Interdependence of Contributing Factors Governing Dead-End Fouling of Nanofiltration Membranes

Abstract

Cake-enhanced concentration polarization (CECP) has been ascribed as the main cause of flux decline in dead-end filtration. An unfamiliar approach was used to investigate the role of CECP effects in the fouling of a nanofiltration membrane (NF-270) that poorly reject salts. Membrane–foulant affinity interaction energies were calculated from measured contact angles of foulants and membrane coupons based on the van der Waals/acid–base approach, and linked to resistance due to adsorption (Ra). In addition, other fouling mechanisms and resistance parameters were investigated using model organic and colloidal foulants.

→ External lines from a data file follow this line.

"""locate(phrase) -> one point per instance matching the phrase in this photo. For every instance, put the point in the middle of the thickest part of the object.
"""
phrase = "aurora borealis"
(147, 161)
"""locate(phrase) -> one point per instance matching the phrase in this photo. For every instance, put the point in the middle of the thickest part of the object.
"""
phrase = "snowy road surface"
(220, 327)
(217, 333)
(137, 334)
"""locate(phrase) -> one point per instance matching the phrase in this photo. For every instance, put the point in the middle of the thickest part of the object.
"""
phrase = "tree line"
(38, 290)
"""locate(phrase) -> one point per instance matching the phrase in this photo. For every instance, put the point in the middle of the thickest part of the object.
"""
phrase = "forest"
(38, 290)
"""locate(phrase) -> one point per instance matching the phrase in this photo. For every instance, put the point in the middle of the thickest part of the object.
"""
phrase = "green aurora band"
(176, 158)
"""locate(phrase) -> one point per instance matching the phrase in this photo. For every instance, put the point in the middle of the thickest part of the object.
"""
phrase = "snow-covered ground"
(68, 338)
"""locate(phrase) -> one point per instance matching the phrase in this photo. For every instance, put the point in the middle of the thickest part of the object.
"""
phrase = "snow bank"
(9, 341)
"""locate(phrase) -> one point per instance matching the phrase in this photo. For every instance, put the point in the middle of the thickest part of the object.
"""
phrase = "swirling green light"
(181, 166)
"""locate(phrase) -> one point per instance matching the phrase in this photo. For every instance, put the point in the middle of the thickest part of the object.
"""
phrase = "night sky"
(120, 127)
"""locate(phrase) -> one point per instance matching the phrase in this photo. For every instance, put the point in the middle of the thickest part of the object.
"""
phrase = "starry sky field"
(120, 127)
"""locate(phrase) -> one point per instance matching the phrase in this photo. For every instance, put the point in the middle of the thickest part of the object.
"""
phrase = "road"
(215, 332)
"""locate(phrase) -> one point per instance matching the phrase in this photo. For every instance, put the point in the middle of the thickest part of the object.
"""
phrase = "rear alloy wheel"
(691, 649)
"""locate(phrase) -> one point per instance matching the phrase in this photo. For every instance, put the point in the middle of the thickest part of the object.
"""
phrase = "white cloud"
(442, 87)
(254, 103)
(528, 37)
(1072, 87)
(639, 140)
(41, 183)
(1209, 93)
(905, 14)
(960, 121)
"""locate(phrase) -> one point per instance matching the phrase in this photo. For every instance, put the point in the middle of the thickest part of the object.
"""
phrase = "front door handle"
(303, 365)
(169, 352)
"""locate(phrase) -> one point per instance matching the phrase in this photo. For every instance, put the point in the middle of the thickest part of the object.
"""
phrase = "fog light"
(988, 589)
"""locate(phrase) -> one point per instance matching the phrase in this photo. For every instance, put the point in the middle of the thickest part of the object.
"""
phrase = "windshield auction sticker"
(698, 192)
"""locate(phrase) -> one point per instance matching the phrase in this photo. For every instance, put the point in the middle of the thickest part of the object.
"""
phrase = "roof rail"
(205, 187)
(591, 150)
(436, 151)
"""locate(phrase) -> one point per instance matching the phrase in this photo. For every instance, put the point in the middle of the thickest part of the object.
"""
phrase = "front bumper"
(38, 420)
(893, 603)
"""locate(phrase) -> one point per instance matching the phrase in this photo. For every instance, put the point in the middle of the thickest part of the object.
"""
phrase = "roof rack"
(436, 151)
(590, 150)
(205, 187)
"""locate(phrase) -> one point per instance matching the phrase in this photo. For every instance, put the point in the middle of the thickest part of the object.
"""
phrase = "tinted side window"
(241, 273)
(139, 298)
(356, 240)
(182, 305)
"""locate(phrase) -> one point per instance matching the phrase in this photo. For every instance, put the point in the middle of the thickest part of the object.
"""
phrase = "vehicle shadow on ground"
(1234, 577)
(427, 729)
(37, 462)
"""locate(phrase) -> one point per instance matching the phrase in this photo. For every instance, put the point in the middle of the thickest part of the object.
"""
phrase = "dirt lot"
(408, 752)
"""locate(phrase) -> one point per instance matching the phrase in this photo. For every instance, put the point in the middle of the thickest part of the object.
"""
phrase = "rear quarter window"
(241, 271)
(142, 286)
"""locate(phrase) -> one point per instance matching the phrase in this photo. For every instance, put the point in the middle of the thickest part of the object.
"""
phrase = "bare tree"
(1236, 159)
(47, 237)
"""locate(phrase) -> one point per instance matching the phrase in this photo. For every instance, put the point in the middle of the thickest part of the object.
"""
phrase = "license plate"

After selection, the foulants and membranes were characterized for various properties, and fouling experiments were conducted under controlled conditions. The fouled membranes were further characterized to gain more understanding of the fouling layer properties and flux decline mechanisms. Sodium alginate and latex greatly reduced membrane permeate flux as the flux declined by 86% and 59%, respectively, while there was minor flux decline when aluminum oxide was used as model foulant (<15% flux decline). More flux decline was noted when fouling was conducted with a combination of organic and colloidal foulants. Contrary to other studies, the addition of calcium did not seem to influence individual and combined fouling trends. Foulants adsorbed more on the membrane surface as the membrane–foulant affinity interactions became more attractive and pore blocking by the foulants was not important for these experiments. Hydraulic resistance due to cake formation (Rc) had a higher contributing effect on flux decline, while CECP effects were not substantial.